Dall'Arabia Saudita al Libano in omaggio all'amico morto. Protagonisti tre ventenni ex compagni di liceo: si imbatteranno in disavventure esilaranti tra metropoli e deserti. Il film in uscita nelle sale italiane il 12 maggio è già record di incassi in Medio Oriente. Nonostante qualche censura per scene "osè"
Tre amici partono per un viaggio in ricordo di un compagno di scuola che non c’è più. Attraversano Stati diversi, metropoli e deserti, in una trama che ricorda molti film già visti e molto amati, da
“Fandango” a
“Un weekend da leone”.
Solo che qui la metropoli di partenza non è New York o Los Angeles ma
Dubai, i deserti sono quelli dell’Arabia Saudita, e la città di arrivo è Beirut, dove l’amico è morto sotto i bombardamenti del 2006.
“Viaggio da paura”, in uscita il 12 maggio, inanella una quantità di omaggi e citazioni a famosi film americani che uniscono il tema del viaggio e quello del raggiungimento della maturità.
E mantiene ciò che promette: divertimento, disavventure esilaranti ma anche contrasti con le aspettative della famiglia e della società, e un finale commovente. In più, questo film costruito con grande equilibrio e con un’accurata scelta del momento in cui ambientare la storia (siamo nei 2011, in un periodo più tranquillo rispetto a oggi), apre sul mondo arabo una finestra che sorprenderà non pochi spettatori.
I
protagonisti sono
tre ventenni, ex compagni di liceo: un dj spiantato che vive con la “paghetta” da 20mila dollari l’anno inviatagli dal papà saudita (Yousef detto J, interpretato da Fahad Albutari), il blogger egiziano Rami (Shadi Alfons), attivista da salotto oppresso da una mamma iperprotettiva, e il siriano Omar (Fadi Rifaai), che per partire con gli amici lascia la moglie alla vigilia del parto. Da Dubai, dove vivono, i tre arriveranno in Libano, attraversando Arabia Saudita, Giordania e Siria, in omaggio all’amico Hadi, morto a 18 anni e sepolto a Beirut.
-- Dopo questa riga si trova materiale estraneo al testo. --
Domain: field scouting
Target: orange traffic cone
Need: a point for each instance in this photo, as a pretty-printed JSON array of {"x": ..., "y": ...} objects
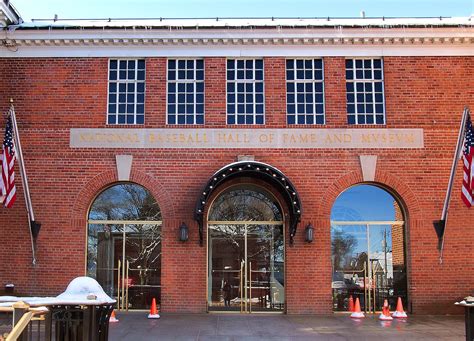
[
  {"x": 399, "y": 313},
  {"x": 153, "y": 311},
  {"x": 357, "y": 313},
  {"x": 112, "y": 318},
  {"x": 385, "y": 315},
  {"x": 351, "y": 304}
]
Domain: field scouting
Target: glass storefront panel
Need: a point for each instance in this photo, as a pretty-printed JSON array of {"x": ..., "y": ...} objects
[
  {"x": 246, "y": 255},
  {"x": 124, "y": 252},
  {"x": 368, "y": 249}
]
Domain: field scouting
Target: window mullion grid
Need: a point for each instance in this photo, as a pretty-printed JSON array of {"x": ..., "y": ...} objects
[
  {"x": 117, "y": 94},
  {"x": 374, "y": 112},
  {"x": 254, "y": 93},
  {"x": 176, "y": 89},
  {"x": 323, "y": 91},
  {"x": 356, "y": 102},
  {"x": 194, "y": 91},
  {"x": 383, "y": 90}
]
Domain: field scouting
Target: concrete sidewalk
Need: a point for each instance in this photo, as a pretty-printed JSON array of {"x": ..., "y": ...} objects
[{"x": 136, "y": 327}]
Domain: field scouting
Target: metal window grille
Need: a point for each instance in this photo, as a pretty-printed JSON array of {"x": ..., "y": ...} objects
[
  {"x": 305, "y": 91},
  {"x": 365, "y": 91},
  {"x": 245, "y": 91},
  {"x": 126, "y": 92},
  {"x": 185, "y": 91}
]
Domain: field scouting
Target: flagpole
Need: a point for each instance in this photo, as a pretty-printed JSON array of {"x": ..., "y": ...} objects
[
  {"x": 457, "y": 153},
  {"x": 24, "y": 180}
]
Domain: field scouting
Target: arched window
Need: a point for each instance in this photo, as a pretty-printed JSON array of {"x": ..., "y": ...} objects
[
  {"x": 246, "y": 251},
  {"x": 367, "y": 248},
  {"x": 124, "y": 245}
]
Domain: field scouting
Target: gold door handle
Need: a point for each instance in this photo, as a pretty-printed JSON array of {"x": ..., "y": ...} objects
[
  {"x": 241, "y": 287},
  {"x": 127, "y": 285},
  {"x": 250, "y": 287},
  {"x": 118, "y": 284}
]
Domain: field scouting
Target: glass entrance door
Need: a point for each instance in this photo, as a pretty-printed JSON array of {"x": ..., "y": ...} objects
[
  {"x": 246, "y": 266},
  {"x": 368, "y": 263},
  {"x": 125, "y": 258}
]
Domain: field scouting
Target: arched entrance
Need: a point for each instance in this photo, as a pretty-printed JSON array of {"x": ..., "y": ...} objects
[
  {"x": 368, "y": 248},
  {"x": 124, "y": 245},
  {"x": 246, "y": 251},
  {"x": 250, "y": 206}
]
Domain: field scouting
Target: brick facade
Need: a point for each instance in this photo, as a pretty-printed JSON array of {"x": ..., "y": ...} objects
[{"x": 53, "y": 95}]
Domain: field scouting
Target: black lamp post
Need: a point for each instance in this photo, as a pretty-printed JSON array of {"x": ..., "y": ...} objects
[
  {"x": 309, "y": 233},
  {"x": 183, "y": 232}
]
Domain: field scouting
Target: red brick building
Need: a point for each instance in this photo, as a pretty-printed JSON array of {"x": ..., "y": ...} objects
[{"x": 245, "y": 132}]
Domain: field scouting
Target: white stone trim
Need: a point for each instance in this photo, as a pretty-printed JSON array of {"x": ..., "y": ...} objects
[
  {"x": 235, "y": 51},
  {"x": 368, "y": 165},
  {"x": 231, "y": 42},
  {"x": 124, "y": 167}
]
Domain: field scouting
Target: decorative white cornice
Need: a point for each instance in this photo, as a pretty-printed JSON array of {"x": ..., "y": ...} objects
[
  {"x": 244, "y": 41},
  {"x": 321, "y": 41}
]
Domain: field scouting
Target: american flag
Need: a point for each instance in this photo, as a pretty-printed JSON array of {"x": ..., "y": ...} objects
[
  {"x": 7, "y": 165},
  {"x": 467, "y": 194}
]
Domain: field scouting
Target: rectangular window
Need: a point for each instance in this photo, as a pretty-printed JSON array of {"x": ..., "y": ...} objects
[
  {"x": 126, "y": 99},
  {"x": 304, "y": 91},
  {"x": 185, "y": 93},
  {"x": 245, "y": 95},
  {"x": 365, "y": 91}
]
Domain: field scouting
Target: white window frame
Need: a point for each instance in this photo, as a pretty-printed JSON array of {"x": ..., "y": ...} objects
[
  {"x": 305, "y": 81},
  {"x": 364, "y": 80},
  {"x": 245, "y": 81},
  {"x": 186, "y": 81}
]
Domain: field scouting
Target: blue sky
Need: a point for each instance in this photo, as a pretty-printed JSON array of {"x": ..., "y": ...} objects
[{"x": 239, "y": 8}]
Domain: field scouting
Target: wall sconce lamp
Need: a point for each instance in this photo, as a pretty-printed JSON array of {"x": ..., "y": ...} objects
[
  {"x": 183, "y": 232},
  {"x": 309, "y": 233}
]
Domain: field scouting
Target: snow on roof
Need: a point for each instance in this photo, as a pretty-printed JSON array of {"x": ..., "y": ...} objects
[
  {"x": 193, "y": 23},
  {"x": 81, "y": 290}
]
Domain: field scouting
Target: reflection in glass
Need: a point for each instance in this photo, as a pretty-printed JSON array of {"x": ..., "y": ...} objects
[
  {"x": 125, "y": 202},
  {"x": 126, "y": 258},
  {"x": 367, "y": 249},
  {"x": 243, "y": 204},
  {"x": 246, "y": 260}
]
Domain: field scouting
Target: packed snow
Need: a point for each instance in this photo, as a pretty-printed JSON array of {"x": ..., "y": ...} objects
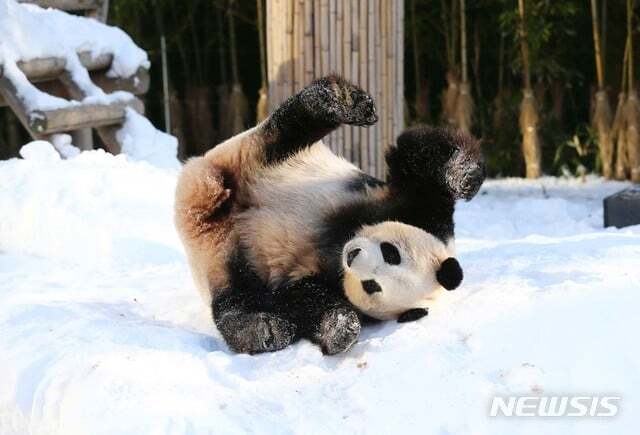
[
  {"x": 30, "y": 32},
  {"x": 103, "y": 332}
]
Il viaggio unisce scenari splendidi e avventure tragicomiche. La scena più drammatica è l’incontro con i miliziani siriani, la più
“osé” quella con i poliziotti sauditi, scena che è stata tagliata dalla
censura in Kuwait. E in Arabia Saudita, paese che, insieme agli Emirati e alla Giordania è tra i produttori del film? «Lì non c’è stato problema perché non ci sono proprio sale cinematografiche, chi vuole vedere un film va in un altro Paese», spiega il regista
Ali F. Mostafa, 35 anni, padre degli Emirati e madre londinese.
Che dal medio oriente arrivi un film che fa ridere, per il pubblico italiano è una notizia. E questo film, campione d’incassi nei nove paesi del medio oriente nei quali è stato distribuito («un record», lo ha definito il produttore
Paul Baboudijian, armeno libanese trapiantato in Italia) riesce a far ridere dei cliché che circondano la cultura araba, ma anche a raccontare le tragedie che attraversano quel mondo.
Perché se a Beirut la guerra è finita, e la città sembra ritornata ad essere come un tempo la capitale della “dolce vita” del Medio Oriente, in
Siria la situazione oggi è molto più tragica di quella raccontata nel film.